Mecz o dziwo przypominał wcześniejszą potyczkę z Laskovią. Rozpoczeliśmy w podobnym składzie, czyli G.Nika na bramce, przed nim P.Podgórni(c) i D.Opyd, na bokach A.Podgórny i D.Skwarczek, linię pomocy utworzyli w środku: M.Pacura wraz D.Miśkowcem, na skrzydłach, lewym:A.Palka, prawym:J.Janas, ta dwójka pomocników zmieinała się między sobą pozycjami, atak utworzyli D.Lach i K.Smaga. Mecz rozpoczął się nieco wcześniej miż planowano.
Po okrzykach obu drużyn, rozległ się pierwszy gwizdek spotkania. Nasi rozpoczeli szybkim atakiem który jednak spełzł na niczym. Chwilę potem gospodarze poróbowali zaskoczyć czarno-żółtych ale to nie była dobra próba sprawienia nam niespodzianki.

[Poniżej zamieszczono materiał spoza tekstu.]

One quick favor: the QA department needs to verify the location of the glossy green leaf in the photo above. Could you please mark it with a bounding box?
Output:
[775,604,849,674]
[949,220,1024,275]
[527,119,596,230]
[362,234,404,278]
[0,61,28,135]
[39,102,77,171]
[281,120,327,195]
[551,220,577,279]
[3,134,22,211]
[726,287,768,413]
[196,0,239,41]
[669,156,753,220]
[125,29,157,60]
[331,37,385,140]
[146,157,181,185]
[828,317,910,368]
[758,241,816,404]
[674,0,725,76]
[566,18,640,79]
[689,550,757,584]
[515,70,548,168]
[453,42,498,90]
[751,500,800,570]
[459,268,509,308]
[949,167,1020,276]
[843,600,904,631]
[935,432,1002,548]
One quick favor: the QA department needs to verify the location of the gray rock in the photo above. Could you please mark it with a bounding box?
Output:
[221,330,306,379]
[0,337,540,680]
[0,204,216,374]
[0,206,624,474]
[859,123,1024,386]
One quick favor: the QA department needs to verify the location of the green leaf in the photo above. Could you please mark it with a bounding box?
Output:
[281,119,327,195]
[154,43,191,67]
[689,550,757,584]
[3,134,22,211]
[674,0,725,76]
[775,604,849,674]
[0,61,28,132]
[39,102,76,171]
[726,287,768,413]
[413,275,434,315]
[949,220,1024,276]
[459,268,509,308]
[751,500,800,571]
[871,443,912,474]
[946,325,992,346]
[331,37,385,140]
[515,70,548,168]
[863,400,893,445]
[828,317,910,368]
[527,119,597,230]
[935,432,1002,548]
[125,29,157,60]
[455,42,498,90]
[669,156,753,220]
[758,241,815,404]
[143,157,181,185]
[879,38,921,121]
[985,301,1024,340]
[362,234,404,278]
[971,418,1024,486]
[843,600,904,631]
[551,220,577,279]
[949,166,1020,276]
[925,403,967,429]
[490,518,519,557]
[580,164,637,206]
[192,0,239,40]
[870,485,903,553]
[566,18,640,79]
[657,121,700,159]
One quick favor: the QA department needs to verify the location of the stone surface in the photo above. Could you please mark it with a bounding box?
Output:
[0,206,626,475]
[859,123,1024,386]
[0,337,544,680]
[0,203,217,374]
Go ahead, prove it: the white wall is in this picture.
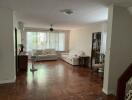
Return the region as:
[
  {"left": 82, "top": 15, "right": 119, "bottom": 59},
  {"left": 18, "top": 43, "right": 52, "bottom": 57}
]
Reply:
[
  {"left": 0, "top": 8, "right": 16, "bottom": 84},
  {"left": 103, "top": 5, "right": 132, "bottom": 94},
  {"left": 70, "top": 22, "right": 107, "bottom": 56},
  {"left": 13, "top": 11, "right": 21, "bottom": 44}
]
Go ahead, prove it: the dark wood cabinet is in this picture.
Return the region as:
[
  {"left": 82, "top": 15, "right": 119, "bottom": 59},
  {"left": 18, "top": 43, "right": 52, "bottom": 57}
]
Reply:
[
  {"left": 91, "top": 32, "right": 101, "bottom": 68},
  {"left": 18, "top": 55, "right": 28, "bottom": 71},
  {"left": 79, "top": 56, "right": 90, "bottom": 67}
]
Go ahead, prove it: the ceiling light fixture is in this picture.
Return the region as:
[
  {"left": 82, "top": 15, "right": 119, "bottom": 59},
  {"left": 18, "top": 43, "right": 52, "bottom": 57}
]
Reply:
[{"left": 60, "top": 9, "right": 74, "bottom": 15}]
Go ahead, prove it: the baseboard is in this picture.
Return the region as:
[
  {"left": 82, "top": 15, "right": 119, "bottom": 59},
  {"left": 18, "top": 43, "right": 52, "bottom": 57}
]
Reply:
[{"left": 0, "top": 77, "right": 16, "bottom": 84}]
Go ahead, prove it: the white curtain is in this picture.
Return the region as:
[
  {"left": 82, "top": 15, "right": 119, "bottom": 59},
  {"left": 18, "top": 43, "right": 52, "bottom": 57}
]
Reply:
[{"left": 27, "top": 32, "right": 65, "bottom": 51}]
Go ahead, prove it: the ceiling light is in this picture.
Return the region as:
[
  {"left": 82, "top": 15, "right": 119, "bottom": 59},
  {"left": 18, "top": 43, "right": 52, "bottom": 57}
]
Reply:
[{"left": 60, "top": 9, "right": 74, "bottom": 15}]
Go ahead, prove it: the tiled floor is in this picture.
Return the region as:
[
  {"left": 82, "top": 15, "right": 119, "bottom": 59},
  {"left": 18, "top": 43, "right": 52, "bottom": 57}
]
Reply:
[{"left": 0, "top": 61, "right": 115, "bottom": 100}]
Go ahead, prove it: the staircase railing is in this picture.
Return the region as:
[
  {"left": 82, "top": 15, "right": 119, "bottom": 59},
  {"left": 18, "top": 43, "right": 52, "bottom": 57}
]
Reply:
[{"left": 117, "top": 64, "right": 132, "bottom": 100}]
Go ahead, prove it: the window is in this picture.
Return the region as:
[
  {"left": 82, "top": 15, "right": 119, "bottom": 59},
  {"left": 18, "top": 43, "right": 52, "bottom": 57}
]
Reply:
[{"left": 27, "top": 32, "right": 65, "bottom": 51}]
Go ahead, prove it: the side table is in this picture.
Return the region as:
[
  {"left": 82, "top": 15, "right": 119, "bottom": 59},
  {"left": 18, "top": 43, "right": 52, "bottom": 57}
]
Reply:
[{"left": 79, "top": 56, "right": 90, "bottom": 67}]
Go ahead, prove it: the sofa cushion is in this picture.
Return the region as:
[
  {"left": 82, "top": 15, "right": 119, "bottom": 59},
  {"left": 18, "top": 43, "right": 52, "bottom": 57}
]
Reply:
[{"left": 33, "top": 50, "right": 42, "bottom": 55}]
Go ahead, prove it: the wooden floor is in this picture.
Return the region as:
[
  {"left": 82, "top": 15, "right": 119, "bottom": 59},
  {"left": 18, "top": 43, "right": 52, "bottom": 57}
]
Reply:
[{"left": 0, "top": 61, "right": 115, "bottom": 100}]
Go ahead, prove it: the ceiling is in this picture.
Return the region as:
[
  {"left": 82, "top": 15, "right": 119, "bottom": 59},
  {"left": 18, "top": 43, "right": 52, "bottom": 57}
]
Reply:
[{"left": 0, "top": 0, "right": 132, "bottom": 30}]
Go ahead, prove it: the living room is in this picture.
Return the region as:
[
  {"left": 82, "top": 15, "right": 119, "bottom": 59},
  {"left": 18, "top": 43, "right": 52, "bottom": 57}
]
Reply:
[{"left": 0, "top": 0, "right": 132, "bottom": 100}]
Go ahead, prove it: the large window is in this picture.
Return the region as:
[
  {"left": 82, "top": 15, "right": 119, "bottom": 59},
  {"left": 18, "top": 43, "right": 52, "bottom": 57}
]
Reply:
[{"left": 27, "top": 32, "right": 65, "bottom": 51}]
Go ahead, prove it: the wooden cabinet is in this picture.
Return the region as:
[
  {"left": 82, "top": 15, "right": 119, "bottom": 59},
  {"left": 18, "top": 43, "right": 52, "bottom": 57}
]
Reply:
[
  {"left": 18, "top": 55, "right": 28, "bottom": 71},
  {"left": 79, "top": 56, "right": 90, "bottom": 67}
]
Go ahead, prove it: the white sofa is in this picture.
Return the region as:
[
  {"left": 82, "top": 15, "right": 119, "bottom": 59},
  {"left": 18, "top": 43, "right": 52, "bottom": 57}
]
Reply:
[
  {"left": 32, "top": 49, "right": 58, "bottom": 61},
  {"left": 61, "top": 51, "right": 85, "bottom": 65}
]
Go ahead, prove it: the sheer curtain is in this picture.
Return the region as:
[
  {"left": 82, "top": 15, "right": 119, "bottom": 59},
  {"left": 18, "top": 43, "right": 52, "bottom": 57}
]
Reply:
[{"left": 27, "top": 31, "right": 65, "bottom": 51}]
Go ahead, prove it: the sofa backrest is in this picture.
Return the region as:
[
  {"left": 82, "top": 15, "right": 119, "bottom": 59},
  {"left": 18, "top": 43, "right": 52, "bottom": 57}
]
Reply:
[{"left": 33, "top": 49, "right": 56, "bottom": 55}]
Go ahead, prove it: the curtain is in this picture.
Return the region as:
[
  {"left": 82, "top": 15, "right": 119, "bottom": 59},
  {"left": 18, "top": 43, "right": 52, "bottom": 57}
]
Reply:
[{"left": 27, "top": 32, "right": 65, "bottom": 51}]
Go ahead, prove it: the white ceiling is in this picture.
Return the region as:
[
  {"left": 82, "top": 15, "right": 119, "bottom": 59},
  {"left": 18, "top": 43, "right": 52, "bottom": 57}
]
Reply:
[{"left": 0, "top": 0, "right": 132, "bottom": 30}]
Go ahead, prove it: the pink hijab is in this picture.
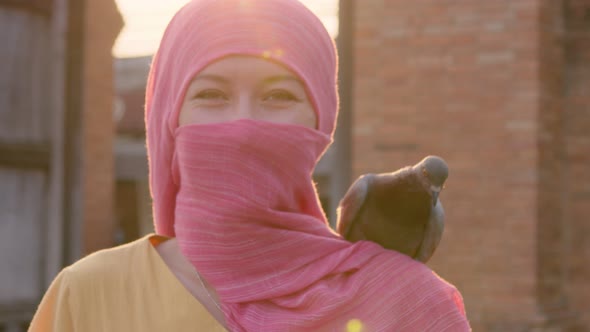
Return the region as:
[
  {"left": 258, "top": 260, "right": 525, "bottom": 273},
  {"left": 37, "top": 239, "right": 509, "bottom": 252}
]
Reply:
[{"left": 146, "top": 0, "right": 469, "bottom": 331}]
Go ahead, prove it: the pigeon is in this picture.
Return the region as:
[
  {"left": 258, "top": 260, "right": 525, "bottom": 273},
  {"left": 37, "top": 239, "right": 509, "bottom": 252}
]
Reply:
[{"left": 337, "top": 156, "right": 449, "bottom": 263}]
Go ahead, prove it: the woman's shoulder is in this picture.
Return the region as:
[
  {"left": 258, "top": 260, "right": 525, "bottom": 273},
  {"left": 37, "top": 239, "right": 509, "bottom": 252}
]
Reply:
[{"left": 63, "top": 236, "right": 151, "bottom": 282}]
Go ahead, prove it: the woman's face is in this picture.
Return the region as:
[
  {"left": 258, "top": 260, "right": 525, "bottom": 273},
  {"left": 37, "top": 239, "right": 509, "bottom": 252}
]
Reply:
[{"left": 179, "top": 56, "right": 316, "bottom": 128}]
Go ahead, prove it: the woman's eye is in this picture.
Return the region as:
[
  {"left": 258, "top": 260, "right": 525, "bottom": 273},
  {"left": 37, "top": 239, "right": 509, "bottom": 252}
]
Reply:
[
  {"left": 264, "top": 90, "right": 300, "bottom": 102},
  {"left": 194, "top": 90, "right": 228, "bottom": 101}
]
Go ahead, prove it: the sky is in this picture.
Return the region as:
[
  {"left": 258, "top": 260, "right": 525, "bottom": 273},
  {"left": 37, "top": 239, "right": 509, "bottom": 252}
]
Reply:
[{"left": 113, "top": 0, "right": 338, "bottom": 58}]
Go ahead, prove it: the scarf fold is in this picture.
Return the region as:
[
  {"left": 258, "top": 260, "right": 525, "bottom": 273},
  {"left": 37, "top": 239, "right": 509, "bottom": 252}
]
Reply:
[
  {"left": 173, "top": 120, "right": 470, "bottom": 331},
  {"left": 145, "top": 0, "right": 469, "bottom": 332}
]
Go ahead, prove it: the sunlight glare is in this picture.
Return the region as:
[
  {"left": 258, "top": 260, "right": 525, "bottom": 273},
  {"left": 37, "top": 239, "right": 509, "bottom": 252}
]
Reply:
[{"left": 113, "top": 0, "right": 338, "bottom": 58}]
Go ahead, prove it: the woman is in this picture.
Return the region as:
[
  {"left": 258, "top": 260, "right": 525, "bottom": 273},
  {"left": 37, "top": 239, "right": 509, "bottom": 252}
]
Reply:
[{"left": 31, "top": 0, "right": 469, "bottom": 331}]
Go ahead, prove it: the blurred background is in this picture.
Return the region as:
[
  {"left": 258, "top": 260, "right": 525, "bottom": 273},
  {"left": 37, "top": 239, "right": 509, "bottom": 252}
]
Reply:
[{"left": 0, "top": 0, "right": 590, "bottom": 332}]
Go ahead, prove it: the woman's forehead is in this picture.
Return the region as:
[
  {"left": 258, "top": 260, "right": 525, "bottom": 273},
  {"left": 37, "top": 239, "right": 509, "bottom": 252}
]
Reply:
[{"left": 192, "top": 55, "right": 305, "bottom": 86}]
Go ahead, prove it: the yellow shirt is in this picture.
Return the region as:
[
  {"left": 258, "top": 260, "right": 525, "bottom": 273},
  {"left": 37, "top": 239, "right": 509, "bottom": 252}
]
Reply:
[{"left": 29, "top": 235, "right": 226, "bottom": 332}]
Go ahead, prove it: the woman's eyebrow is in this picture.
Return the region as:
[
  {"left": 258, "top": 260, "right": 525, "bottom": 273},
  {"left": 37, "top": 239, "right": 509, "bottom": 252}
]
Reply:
[
  {"left": 262, "top": 74, "right": 304, "bottom": 86},
  {"left": 193, "top": 74, "right": 229, "bottom": 84}
]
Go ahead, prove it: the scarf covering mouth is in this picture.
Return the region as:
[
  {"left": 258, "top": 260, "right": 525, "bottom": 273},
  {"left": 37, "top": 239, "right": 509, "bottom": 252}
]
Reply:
[{"left": 146, "top": 0, "right": 469, "bottom": 331}]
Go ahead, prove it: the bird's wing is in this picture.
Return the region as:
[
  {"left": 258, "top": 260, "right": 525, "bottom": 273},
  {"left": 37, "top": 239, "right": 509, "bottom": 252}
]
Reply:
[
  {"left": 415, "top": 200, "right": 445, "bottom": 263},
  {"left": 336, "top": 174, "right": 374, "bottom": 238}
]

I zresztą tak przez cała pierwszą połową. Dobrzanka atakowała równie często, z tym że stwarzała sobie przy tym dużo grożniejsze sytuacje. I takową np. Zmarnował D.Lach który sam wyłuskał piłkę przed polem karnym i ładnym strzałem próbował pokonąć bramkarza rywali. Niestety, tym razem brakło mu trochę szczęścia.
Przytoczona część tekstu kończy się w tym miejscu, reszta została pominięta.